Papa Ben pun pergi meninggalkan kamar Kika disusul istrinya dan Zia.
“Ya, perempuan itu benar. Papa memang nggak adil! Dan aku nggak mau lagi jadi penyebab keributan di rumah ini. Aku harus pergi!” gumam Kika tanpa bisa terdengar oleh orang lain.

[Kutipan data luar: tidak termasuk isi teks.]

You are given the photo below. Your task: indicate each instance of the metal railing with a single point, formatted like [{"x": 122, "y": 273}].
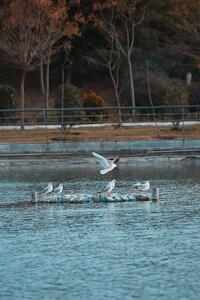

Sementara malam di tempat Rosa, di ruang tengah tampak Juno sedang menghabiskan waktunya dengan membaca. Rosa datang membawa cake pisang kesukaan suaminya. Ia sengaja membuatnya untuk merayu Juno agar mau meminjamkan restorannya, untuk menggelar acara amal juga menjadi salah satu donatur.